Building conversions are notoriously expensive and sometimes practically infeasible. Without land-use policy updates, tax incentives, and other regulatory changes, many just aren't possible.
But when it comes to strip mall conversions, finding the right property to redevelop is the bigger challenge. Strip malls are often zoned exclusively for commercial uses, so conversion projects might require zoning changes, local community support, and the support of any existing tenants, Abu-Khalaf said.
And financing a conversion project often isn't straightforward. Developers generally need to cobble together funding from various government programs, including the low-income housing tax credit and Community Development Block Grants.
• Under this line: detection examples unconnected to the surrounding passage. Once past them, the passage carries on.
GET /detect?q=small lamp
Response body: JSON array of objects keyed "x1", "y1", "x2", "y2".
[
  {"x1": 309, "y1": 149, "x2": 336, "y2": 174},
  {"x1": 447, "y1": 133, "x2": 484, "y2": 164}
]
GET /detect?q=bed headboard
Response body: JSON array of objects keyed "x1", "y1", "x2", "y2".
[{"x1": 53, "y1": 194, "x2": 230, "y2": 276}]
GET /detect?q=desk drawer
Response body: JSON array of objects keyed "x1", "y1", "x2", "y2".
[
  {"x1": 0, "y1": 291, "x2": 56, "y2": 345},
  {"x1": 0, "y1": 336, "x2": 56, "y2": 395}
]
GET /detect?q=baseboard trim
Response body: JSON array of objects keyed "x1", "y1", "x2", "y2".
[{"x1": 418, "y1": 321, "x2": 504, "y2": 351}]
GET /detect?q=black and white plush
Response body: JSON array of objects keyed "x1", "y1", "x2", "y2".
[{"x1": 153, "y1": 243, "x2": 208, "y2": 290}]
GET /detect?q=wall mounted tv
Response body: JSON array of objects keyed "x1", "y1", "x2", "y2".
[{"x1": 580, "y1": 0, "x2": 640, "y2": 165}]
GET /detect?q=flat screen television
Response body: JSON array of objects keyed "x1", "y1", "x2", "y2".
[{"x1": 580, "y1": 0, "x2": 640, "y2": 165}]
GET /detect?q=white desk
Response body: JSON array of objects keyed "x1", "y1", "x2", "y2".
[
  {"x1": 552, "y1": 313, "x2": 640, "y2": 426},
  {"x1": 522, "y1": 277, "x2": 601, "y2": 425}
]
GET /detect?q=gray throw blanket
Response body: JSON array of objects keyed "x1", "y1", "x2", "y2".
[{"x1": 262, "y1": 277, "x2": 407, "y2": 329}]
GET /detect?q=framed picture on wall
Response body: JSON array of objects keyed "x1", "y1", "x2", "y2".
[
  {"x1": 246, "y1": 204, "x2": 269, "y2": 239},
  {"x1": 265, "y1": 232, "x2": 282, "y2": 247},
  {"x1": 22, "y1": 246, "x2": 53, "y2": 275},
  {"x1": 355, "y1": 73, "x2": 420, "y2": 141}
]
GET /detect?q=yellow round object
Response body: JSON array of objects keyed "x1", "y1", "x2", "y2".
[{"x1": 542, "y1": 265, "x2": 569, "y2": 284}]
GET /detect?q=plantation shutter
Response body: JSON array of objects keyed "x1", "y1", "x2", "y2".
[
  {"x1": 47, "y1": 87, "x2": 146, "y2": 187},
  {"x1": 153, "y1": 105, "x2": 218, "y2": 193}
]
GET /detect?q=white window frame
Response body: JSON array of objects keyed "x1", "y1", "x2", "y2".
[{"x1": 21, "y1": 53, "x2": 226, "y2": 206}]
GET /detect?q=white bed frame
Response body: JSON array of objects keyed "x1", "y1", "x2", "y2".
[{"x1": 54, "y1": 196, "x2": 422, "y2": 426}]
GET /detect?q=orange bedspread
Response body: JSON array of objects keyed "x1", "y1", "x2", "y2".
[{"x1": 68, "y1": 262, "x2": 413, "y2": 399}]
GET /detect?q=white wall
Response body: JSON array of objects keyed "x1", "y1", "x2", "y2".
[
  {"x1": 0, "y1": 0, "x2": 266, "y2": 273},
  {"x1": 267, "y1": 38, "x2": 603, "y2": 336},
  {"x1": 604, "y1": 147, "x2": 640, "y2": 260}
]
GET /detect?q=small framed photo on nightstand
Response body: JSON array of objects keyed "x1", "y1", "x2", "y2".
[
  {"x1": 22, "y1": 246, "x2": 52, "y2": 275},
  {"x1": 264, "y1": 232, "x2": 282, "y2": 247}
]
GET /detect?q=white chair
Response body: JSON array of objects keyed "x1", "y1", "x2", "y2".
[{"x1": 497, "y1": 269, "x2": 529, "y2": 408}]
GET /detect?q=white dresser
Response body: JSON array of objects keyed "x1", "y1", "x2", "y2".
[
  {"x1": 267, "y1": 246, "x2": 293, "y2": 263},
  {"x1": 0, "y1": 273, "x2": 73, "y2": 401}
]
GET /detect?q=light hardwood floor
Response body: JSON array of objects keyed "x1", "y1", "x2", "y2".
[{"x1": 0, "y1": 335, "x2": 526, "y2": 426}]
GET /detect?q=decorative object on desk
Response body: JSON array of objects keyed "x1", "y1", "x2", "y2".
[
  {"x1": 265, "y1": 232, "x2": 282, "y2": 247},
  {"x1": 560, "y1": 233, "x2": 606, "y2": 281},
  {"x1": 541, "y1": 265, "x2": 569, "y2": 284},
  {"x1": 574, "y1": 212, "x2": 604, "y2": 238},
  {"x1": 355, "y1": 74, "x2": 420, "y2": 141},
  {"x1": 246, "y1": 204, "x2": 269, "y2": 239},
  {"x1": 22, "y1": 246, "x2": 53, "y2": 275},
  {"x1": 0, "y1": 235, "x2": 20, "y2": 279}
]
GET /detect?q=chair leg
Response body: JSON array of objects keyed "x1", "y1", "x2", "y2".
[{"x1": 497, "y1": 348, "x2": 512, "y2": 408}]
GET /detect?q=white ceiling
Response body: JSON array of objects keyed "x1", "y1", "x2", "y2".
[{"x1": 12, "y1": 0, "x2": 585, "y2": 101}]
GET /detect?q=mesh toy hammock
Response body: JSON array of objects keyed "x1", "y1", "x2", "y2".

Not only a housing strategy
Aside from creating much-needed new housing, strip mall redevelopments can reinvigorate existing businesses by bringing in new customers, create more walkable, mixed-use neighborhoods, and offer more green space by turning underutilized commercial space or parking lots into public parks.
"It's not only housing strategy, but you can add the economic development lens, the urbanism lens by making it more pedestrian-friendly and walkable and accessible by transit," Abu-Khalaf said.
The process of converting the malls into housing is often less complex than transforming urban office buildings into homes. Demolishing a single-story strip mall is easier than rebuilding a downtown high-rise. And older strip malls are often costlier to maintain than to tear down and redevelop.
Cities and suburbs across the country are already seeing success turning malls into housing. The report points to two examples: a gas station and strip mall conversion into affordable housing in Santa Ana, California and the transformation of a Sears department store into senior housing in Irondequoit, New York. Both projects took advantage of state and local tax credits and subsidies.